全日本きもの研究会 ゆうきくんの言いたい放題
Ⅶ-50 着物の処分・箪笥の整理(その8)
さて、それでも息子さんは、「着ない」「いらない」だとしたら。捨てるには忍びない黒紋付を役立ててもらう次の様な方法もある。
実は黒紋付を欲しがっている人達がいる。例えば弓道家である。弓道では正式な試合では黒紋付を着る。本当の弓道家は自前の黒紋付を持っている。しかし、その手前と言っては失礼だが、若い弓道家、ずばり大学の弓道部員である。
大学の弓道部員の中には自前の黒紋付を持っている人もいるけれども、ほとんどの学生にとって塩瀬羽二重の黒紋付など高根の花である。安い紬の古着などを買ってきて着ているらしい。
一度、大学の弓道部員が黒紋付を欲しがっていると言うので紹介したことがある。大変喜ばれた。必要であれば張紋をして家紋にしてあげようと言ったが、それも必要なかった。とにかく黒紋付を着るのにあこがれているようだった。
もう一人、黒紋付を着る人がいる。落語家である。最近の落語家は、笑点のような派手なパステル調の色紋付を着る人が多い。しかし、元々は「高座は黒紋付」と決まっていたと言う話を聞いたことがある。高座での黒紋付は威厳があって噺家に相応しい。

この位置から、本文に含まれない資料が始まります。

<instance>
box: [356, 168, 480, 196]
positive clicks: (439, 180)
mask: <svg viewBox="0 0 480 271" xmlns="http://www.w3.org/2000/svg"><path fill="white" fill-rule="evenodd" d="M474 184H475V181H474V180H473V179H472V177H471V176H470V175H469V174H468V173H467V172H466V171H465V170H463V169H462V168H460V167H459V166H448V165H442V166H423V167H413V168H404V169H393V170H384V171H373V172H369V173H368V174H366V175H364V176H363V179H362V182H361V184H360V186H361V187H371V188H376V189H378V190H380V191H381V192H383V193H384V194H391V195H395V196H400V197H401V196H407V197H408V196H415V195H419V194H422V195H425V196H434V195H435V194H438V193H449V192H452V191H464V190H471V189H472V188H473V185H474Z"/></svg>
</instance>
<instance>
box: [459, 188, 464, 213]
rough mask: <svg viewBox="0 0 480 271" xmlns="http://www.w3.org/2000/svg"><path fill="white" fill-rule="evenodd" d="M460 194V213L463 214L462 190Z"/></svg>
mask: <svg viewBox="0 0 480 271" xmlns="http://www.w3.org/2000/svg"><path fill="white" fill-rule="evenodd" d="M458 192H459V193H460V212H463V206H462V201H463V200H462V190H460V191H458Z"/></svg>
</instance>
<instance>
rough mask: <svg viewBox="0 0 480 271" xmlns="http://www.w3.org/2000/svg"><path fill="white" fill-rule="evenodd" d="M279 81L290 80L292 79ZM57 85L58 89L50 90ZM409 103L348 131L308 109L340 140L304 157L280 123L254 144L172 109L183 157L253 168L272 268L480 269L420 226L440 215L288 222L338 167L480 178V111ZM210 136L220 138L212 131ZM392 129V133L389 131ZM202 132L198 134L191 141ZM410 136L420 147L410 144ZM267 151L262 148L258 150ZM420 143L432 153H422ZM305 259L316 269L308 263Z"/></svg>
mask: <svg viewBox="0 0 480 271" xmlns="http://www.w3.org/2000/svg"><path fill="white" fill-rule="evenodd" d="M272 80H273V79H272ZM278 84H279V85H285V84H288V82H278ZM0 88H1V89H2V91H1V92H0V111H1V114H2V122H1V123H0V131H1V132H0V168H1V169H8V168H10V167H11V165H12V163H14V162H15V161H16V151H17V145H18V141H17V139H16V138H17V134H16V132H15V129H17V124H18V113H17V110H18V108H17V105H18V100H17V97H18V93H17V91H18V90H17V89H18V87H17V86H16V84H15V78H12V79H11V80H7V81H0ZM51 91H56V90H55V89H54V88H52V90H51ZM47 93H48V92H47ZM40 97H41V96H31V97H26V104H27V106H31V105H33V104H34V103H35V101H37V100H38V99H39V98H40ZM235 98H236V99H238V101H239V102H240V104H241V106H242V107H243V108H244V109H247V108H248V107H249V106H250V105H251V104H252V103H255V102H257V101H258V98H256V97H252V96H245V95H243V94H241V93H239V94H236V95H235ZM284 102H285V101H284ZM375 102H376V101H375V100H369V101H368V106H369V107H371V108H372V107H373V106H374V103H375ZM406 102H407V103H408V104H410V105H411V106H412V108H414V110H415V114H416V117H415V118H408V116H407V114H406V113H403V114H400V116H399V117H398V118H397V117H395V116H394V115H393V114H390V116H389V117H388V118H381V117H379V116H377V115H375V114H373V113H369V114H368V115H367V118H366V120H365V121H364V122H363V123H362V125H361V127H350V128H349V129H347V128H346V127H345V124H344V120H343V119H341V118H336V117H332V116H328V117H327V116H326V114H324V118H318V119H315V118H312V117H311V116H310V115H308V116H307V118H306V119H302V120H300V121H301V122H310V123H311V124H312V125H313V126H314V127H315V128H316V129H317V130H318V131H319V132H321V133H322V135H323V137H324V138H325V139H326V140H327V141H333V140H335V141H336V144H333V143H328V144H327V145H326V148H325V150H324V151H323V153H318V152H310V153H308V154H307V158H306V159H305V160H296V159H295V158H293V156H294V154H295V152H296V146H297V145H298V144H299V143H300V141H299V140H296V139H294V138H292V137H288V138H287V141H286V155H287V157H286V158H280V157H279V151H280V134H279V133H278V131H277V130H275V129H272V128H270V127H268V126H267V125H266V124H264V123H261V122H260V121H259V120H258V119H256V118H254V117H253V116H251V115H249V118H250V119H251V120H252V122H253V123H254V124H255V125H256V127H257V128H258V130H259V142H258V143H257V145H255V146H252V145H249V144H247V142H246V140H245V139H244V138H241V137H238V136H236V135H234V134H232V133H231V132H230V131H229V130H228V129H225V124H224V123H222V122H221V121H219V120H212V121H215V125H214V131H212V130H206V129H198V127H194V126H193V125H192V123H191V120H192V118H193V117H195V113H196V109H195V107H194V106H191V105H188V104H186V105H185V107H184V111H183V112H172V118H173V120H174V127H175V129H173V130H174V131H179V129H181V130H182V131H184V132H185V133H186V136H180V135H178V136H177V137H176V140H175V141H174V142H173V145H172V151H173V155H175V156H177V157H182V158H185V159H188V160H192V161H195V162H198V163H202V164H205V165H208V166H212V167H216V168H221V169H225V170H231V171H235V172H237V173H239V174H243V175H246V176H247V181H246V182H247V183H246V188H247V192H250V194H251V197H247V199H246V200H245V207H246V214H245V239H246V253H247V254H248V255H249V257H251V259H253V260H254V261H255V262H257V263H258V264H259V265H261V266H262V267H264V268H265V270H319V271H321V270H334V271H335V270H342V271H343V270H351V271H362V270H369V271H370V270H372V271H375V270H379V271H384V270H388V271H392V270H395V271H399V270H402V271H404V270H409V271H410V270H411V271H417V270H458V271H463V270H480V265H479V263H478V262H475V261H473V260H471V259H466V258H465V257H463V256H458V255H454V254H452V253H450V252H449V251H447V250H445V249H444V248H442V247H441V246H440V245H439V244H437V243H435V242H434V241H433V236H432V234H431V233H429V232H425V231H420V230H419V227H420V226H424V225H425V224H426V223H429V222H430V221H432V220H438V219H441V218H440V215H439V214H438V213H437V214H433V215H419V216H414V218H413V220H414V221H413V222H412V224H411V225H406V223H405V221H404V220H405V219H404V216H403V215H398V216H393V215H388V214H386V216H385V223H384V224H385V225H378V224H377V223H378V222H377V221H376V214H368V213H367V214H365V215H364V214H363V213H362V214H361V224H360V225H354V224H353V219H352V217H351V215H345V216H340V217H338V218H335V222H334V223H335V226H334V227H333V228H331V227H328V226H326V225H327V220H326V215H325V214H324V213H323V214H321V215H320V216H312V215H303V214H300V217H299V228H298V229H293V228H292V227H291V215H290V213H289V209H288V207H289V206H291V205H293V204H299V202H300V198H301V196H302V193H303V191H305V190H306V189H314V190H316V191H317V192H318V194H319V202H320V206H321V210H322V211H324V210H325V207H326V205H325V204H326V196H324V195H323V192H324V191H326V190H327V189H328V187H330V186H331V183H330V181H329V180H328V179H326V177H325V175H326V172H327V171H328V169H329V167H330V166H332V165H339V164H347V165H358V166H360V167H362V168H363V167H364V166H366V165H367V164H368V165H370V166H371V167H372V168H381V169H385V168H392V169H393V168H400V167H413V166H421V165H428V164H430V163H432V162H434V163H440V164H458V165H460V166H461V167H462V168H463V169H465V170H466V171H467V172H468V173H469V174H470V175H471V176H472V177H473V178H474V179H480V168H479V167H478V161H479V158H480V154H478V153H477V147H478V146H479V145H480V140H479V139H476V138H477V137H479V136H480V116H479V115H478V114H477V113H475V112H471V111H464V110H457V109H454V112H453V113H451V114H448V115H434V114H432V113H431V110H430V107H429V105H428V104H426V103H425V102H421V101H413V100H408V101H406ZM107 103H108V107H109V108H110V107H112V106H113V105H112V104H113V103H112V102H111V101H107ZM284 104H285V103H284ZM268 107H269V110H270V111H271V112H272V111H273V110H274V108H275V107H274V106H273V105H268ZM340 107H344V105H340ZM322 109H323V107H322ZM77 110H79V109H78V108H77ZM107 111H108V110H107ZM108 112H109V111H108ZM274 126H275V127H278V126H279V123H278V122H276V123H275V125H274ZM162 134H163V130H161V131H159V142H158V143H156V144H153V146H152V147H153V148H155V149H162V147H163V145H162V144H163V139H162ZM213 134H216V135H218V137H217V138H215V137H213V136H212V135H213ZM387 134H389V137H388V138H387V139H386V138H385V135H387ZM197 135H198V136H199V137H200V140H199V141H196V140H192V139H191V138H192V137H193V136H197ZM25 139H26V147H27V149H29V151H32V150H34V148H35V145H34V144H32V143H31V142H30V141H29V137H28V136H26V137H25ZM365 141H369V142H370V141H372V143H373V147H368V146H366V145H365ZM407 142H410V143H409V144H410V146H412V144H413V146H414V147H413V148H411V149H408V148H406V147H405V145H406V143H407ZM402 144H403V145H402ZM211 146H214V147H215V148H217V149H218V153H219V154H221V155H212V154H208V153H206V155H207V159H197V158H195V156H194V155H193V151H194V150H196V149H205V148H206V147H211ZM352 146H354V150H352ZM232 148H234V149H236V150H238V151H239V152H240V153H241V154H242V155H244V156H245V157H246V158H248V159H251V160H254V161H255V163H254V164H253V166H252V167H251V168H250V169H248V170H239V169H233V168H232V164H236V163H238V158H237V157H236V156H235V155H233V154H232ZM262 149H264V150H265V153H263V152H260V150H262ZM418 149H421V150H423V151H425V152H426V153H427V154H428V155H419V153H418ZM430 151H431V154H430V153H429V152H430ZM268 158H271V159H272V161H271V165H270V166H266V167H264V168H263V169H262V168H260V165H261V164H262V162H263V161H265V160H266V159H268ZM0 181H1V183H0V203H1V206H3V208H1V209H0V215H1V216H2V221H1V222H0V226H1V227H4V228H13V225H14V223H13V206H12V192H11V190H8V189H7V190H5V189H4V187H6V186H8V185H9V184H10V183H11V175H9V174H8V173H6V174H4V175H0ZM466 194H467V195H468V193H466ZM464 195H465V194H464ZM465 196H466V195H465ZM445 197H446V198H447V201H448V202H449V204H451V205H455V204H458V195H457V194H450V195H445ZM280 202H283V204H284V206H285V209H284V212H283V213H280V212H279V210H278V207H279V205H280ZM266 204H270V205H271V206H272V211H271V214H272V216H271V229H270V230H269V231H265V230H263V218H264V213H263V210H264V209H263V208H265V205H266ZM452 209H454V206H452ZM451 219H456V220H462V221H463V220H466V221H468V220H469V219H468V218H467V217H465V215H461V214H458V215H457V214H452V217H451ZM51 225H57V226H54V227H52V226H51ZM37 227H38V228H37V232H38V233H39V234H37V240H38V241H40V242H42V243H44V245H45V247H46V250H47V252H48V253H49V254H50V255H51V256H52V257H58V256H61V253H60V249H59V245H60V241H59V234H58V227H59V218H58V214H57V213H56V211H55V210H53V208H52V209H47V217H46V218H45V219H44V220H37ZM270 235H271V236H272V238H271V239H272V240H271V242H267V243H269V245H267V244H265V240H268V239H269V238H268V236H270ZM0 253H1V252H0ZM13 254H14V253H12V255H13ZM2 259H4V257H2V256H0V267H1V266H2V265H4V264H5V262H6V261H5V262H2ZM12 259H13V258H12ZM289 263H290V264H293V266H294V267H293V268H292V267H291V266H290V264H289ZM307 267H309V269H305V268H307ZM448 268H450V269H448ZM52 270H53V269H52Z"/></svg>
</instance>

大学の落研では、今時の派手な色紋付など誂える人はいない。古着屋に行っても得られないだろう。そう言った人達に黒紋付を提供しては如何だろうか。
謡曲をなさる方も黒紋付を着る。ただし、謡曲をなさる方は、そこそこの身分の方が多く、格式を重んじ自前の紋付を着ているので余り需要はないかもしれない。
もう一人、変わった所では、演劇集団がある。私の店に時々顔を出す若い演劇集団のメンバーがいる。殺陣を行う時代物の演劇を得意としている。どんな演劇でも衣装を準備するのに苦労するらしい。武士の黒紋付姿を演じるのに来てもらおうと話をしたらとても喜んでくれた。舞台衣装に立派な塩瀬羽二重の紋付はもったいないように思えるが、着てくれる主人のない黒紋付にとっては本望ではなかろうか。
黒紋付の処分方法をあれこれと並べてしまったが、本当は家のシンボルとして残していただきたいのが本音である。
日本男児の黒紋付羽織袴姿は、是非とも残していただきたい日本の文化である。もう一度箪笥を開いて、黒紋付が出て来たならば考えていただきたいのである。